REVOLUÇÃO DE ISOPOR
Antes de mais nada, agradeço a
presença de toda a diretoria do shopping a esta convocação extraordinária.
Bem, indo direto ao assunto: por
meio de pesquisas, detectamos que mais de 90% dos homens odeia aquilo que 100%
das mulheres adora: experimentar roupas. Para eles, é tortura chinesa entrar e
sair de loja, e dentro de cada loja entrar e sair do provador, e dentro de cada
provador entrar e sair de ternos, jaquetas, camisas, calças, sapatos... fora
isso tem aquela vendedora excessivamente prestativa, em geral comissionada, que
fica atrás da cortina perguntando a toda hora se ficou bom. Se não ficou, sem
problemas - ela já está a postos com outras nove peças na mão, prontinhas para
entrar e sair da máscula carcaça.
Diante dessa constatação surgiu a
ideia, que motivou essa nossa reunião. O negócio funcionaria da seguinte forma:
o sujeito vem até o shopping, tira a roupa em uma sala reservada e é escaneado
em 3 dimensões. A partir disso um software faz todos os cálculos e cria virtualmente
um clone do físico da pessoa. Os dados são transferidos para uma máquina
modeladora - que irá produzir um manequim em isopor do macho em questão. Todo o
processo não leva mais que dez minutos.
Finalizado o boneco, nossos
funcionários saem batendo perna pelo shopping procurando os itens solicitados
pelo cliente, de acordo com a predileção por marca, cor, numeração, estilo,
etc. Encontrando em alguma loja um produto que tenha a cara do nosso amigo, o
funcionário põe no boneco e vê se ficou bom. Se sim, nosso cliente é avisado
por celular que na loja tal, por tantos reais, tem uma calça x que cai com
perfeição no corpo dele. A foto do produto vai junto, e o sujeito só tem que
aprovar ou não a compra.
Logicamente que alguns itens ficam
fora do serviço. Roupas íntimas, por exemplo. Os lojistas não deixariam
experimentar, ainda que o boneco seja de isopor. Com óculos a coisa também não
funciona, pois são milhares de armações disponíveis. Além do mais, o rosto não
será detalhado no processo de escaneamento, por uma questão de privacidade. Vai
que algum credor da pessoa de carne e osso reconhece o seu modelo de
poliestireno e resolve atrapalhar a compra ou esquartejar o boneco? O mesmo
pode acontecer com um oficial de justiça ou até com alguém da polícia que
esteja no encalço de um eventual consumidor foragido... Então, decidimos que o
rosto da estátua terá aquela feição padrão de manequim de butique, para não
termos problemas.
Enquanto isso o contratante do
serviço fica no cinema, toma um chopp ou aproveita para comer um negócio - ele
só não pode comer ou beber muito, sob pena do boneco de isopor, ao final da
compra, não corresponder mais à silhueta do original.

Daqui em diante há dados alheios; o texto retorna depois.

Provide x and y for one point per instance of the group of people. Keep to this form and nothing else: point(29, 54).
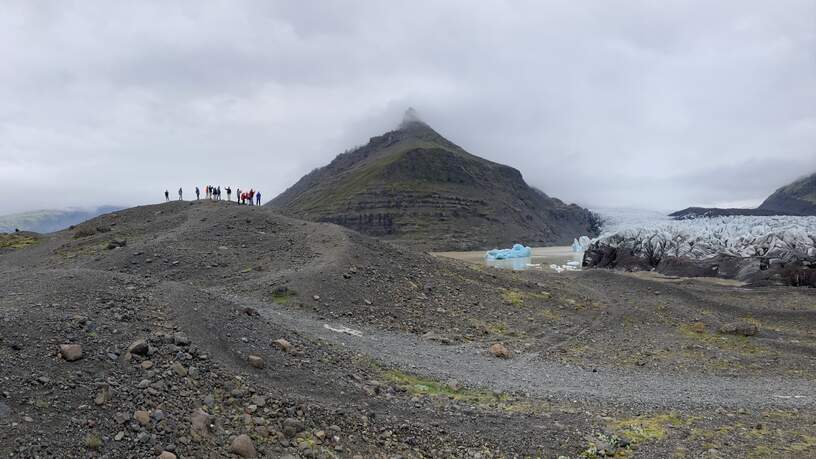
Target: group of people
point(251, 197)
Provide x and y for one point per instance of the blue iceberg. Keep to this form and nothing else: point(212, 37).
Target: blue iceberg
point(518, 251)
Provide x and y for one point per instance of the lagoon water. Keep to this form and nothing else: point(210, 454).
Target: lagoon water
point(542, 258)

Resumindo: ao mesmo tempo em que a
gente tem a chance de empurrar mais produtos no cliente, ele segue consumindo
na praça de alimentação e nos setores de entretenimento. Isso não é um
diferencial, é uma revolução mercadológica! No início, podemos causar
estranheza e até alguma rejeição, com os nossos funcionários andando pra baixo
e pra cima com os bonecos de isopor debaixo do braço. Porém, com o tempo, a conveniência
vai vencer a resistência. Podem ter certeza.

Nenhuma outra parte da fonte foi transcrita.